• In order to maintain a certain price point, many sellers of new properties will offer “incentives” to purchasers in lieu of a reduction in the price. The most common one is to include a “decorating allowance”. I have seen “decorating allowances” as high as $100,000 but they can be of any amount. This basically means that the purchaser would get this amount back as a “credit” upon completion. Normally this is done at the lawyer/notary’s office in the statement of adjustments.

    Decorating allowances can pose a problem when obtaining financing!

    This past week a client I had approved called me from the lawyer’s office saying that a problem had come up. Up to that point I was sure we had taken care of everything and I tracked the process to ensure everything went smoothly. “So what could be up?” I thought. It turns out that I was not told about a “decorating allowance” that was involved in the purchase. When the lender found out, they reduced the mortgage amount accordingly. The client was now short of money.

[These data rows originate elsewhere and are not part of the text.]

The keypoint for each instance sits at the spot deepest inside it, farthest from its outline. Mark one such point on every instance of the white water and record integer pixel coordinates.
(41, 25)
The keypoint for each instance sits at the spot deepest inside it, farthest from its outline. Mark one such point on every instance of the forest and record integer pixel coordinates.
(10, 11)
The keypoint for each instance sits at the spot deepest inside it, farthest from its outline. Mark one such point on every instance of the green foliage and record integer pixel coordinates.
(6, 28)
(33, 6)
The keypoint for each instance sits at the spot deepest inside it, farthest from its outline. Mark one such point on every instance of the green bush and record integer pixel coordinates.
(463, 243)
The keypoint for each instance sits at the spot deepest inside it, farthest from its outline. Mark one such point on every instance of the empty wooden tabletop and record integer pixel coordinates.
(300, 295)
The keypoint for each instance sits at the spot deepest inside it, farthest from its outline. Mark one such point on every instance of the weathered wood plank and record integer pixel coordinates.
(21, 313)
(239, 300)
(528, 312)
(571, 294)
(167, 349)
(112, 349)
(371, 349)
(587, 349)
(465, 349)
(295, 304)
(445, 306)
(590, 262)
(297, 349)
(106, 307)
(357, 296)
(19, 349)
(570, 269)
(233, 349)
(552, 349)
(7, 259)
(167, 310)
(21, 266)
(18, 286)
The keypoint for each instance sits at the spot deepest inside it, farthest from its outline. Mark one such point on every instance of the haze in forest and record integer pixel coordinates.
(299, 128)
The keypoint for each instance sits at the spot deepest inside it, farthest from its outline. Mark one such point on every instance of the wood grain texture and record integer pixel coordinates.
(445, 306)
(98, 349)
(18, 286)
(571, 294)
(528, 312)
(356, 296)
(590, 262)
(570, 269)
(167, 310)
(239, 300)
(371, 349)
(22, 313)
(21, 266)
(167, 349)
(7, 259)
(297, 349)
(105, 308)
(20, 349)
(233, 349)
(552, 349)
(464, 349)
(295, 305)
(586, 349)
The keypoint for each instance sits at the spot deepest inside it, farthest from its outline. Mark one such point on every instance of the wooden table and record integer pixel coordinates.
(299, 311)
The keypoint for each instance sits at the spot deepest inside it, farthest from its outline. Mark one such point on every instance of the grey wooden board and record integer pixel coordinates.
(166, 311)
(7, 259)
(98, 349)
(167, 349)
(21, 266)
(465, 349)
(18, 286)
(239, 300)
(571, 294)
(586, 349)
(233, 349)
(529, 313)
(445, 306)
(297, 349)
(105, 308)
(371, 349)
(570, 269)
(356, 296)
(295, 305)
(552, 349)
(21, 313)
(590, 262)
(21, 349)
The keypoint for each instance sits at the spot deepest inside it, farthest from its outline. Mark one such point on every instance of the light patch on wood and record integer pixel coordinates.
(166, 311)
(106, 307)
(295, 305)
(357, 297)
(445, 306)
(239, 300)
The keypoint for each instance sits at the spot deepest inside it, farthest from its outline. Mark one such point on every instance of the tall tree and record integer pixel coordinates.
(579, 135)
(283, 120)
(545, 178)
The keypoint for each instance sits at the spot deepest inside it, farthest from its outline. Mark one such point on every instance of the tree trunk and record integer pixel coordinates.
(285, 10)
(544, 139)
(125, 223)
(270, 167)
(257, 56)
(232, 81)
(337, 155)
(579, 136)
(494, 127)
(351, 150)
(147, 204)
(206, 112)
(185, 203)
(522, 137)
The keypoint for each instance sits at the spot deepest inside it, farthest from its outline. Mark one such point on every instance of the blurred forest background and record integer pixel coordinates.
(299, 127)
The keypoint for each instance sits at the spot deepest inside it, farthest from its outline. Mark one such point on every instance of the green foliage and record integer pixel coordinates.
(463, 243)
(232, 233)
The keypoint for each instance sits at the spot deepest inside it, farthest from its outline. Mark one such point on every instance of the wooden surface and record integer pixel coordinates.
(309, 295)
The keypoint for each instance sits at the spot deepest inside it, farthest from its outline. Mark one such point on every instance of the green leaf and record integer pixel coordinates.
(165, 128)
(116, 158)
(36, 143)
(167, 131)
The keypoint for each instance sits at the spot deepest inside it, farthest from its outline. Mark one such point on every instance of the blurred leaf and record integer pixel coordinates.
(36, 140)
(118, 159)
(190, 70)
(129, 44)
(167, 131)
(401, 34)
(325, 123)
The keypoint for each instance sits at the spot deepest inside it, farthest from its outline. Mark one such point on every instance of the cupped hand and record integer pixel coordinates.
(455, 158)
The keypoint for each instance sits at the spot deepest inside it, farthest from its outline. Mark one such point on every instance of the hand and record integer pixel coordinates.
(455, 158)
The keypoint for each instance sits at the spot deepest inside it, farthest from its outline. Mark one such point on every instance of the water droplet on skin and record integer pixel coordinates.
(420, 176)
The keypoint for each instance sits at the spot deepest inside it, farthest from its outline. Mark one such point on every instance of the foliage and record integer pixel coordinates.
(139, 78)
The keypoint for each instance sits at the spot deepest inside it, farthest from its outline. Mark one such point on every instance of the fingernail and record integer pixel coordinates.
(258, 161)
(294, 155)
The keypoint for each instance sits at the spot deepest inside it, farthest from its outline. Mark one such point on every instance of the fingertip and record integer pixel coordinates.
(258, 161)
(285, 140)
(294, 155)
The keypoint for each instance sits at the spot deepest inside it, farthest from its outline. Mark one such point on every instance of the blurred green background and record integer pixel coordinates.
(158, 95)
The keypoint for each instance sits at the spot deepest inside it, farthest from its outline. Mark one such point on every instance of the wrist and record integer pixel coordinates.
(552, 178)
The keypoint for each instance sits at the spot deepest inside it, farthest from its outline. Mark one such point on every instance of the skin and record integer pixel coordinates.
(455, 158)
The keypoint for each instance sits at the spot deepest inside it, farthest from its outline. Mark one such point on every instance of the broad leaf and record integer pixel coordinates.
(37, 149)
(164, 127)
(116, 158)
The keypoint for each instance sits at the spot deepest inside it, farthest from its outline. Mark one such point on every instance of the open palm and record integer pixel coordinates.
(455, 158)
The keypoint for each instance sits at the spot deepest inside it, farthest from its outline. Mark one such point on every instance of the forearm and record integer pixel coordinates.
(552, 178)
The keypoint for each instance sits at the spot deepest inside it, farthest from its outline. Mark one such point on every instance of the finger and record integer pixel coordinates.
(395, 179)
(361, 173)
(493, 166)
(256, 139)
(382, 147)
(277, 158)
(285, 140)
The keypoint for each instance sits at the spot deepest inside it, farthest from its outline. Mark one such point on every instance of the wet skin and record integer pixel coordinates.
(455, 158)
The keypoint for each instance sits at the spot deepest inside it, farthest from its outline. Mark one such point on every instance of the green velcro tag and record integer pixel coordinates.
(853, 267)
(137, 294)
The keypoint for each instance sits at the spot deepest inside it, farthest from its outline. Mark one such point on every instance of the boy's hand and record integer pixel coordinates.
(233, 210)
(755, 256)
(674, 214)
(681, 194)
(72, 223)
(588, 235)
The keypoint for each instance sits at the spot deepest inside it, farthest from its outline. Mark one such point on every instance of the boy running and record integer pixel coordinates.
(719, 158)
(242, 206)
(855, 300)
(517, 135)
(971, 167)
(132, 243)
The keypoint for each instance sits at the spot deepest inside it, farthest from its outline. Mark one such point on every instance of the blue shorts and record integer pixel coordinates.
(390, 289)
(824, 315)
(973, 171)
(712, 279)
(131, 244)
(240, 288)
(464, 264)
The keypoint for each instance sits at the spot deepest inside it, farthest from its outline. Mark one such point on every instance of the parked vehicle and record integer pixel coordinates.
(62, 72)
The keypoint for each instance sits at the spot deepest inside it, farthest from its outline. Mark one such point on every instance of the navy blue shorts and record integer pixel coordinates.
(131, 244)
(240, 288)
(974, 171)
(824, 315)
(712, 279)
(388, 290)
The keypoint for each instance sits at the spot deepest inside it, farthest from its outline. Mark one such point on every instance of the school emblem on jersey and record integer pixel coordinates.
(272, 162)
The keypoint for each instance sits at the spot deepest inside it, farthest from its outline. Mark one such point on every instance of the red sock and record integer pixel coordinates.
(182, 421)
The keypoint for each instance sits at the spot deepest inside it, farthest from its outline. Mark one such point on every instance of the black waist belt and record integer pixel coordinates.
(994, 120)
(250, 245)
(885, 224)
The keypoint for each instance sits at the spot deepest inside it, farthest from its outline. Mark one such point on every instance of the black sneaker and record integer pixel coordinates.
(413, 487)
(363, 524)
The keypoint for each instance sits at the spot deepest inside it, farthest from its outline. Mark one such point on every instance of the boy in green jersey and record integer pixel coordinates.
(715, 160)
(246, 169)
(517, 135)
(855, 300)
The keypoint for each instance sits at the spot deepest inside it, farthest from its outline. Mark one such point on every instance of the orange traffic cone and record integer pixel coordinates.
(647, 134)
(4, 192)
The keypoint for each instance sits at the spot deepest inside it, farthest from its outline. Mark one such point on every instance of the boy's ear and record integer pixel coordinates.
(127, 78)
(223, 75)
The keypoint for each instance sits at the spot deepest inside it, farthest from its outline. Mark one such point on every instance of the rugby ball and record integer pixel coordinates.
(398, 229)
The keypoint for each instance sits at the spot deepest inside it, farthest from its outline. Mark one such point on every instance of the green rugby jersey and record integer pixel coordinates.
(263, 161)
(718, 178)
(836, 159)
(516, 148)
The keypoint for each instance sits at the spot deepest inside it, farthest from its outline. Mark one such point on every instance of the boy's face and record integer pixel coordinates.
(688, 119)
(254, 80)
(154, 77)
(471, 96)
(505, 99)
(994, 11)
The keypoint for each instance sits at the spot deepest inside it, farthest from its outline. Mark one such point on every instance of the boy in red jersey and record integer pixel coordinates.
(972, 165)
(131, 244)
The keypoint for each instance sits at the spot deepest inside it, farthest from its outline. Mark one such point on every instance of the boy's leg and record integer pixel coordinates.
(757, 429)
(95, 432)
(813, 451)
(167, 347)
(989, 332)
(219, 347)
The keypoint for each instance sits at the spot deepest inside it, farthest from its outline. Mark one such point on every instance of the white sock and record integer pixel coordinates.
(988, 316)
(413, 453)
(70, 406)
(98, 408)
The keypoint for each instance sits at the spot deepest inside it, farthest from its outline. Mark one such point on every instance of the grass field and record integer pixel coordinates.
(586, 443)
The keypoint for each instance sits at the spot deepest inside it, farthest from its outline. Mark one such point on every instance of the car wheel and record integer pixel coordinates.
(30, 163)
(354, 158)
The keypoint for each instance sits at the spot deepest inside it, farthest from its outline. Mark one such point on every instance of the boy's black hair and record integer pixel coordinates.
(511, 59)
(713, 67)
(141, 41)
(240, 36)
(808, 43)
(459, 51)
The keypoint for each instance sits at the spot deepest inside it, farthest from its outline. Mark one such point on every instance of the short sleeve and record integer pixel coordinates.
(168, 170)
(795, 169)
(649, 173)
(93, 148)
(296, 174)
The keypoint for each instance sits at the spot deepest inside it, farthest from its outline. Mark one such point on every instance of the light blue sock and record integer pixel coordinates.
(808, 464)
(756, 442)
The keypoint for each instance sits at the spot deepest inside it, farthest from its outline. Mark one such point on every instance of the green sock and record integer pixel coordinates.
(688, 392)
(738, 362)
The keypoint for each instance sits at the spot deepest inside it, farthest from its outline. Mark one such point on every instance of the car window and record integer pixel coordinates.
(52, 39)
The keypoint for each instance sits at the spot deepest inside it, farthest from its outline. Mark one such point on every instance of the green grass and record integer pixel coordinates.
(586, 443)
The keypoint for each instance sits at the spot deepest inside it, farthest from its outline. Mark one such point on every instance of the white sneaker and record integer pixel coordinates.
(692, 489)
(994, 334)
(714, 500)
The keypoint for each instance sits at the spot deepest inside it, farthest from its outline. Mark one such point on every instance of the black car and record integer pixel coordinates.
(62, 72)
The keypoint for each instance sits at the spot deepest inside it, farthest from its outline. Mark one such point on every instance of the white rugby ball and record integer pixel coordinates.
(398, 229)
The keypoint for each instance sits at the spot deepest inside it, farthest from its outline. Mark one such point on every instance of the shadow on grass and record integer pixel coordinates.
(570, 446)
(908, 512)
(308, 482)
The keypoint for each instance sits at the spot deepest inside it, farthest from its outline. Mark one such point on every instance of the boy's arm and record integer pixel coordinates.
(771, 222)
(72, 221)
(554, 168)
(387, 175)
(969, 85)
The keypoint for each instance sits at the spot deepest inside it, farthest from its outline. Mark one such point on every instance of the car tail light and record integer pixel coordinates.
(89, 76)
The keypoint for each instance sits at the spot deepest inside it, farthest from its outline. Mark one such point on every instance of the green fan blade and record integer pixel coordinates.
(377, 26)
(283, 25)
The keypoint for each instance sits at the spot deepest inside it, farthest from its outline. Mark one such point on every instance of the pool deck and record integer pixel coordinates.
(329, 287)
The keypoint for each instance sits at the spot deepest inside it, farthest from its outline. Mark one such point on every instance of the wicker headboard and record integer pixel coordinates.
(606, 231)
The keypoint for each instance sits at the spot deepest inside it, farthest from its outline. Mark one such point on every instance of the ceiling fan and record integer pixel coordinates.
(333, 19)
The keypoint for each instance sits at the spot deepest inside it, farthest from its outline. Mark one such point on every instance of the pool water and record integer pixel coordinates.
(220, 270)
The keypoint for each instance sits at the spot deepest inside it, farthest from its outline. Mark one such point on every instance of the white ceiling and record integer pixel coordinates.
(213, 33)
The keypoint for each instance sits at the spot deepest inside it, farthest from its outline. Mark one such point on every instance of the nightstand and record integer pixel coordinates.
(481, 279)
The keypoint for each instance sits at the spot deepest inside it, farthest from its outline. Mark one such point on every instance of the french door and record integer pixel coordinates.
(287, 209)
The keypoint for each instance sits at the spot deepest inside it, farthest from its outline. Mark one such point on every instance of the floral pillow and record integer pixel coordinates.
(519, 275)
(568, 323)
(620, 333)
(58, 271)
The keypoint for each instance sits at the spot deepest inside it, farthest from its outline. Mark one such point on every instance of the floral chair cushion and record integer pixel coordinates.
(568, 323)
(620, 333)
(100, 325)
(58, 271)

    This is a typical application by lenders when incentives like these are involved. Most lenders will reduce the purchase price by the value of the “decorating allowance” and lend based on the lower value.

    In the case of this client I was never told about the incentive thus could not make the necessary arrangements nor provide the proper advice in respects to it. How did the lender find out? Well, the lawyer/notary involved is required by the lender to disclose to the lender any “unusual” credits being provided to the client. Typical instructions from the lender will have this requirement. This is how the lender found out in respects to my client.

    Luckily I was able to resolve the situation for my client in time for the closing as the amount involved was not huge. If it was a “$100,000 decorating allowance” it would have been…well, I just don’t want to think about it even.

    So, always disclose all information in respects to your purchase to the person arranging the financing. Decorating allowances may sound nice but can be a problem if not disclosed.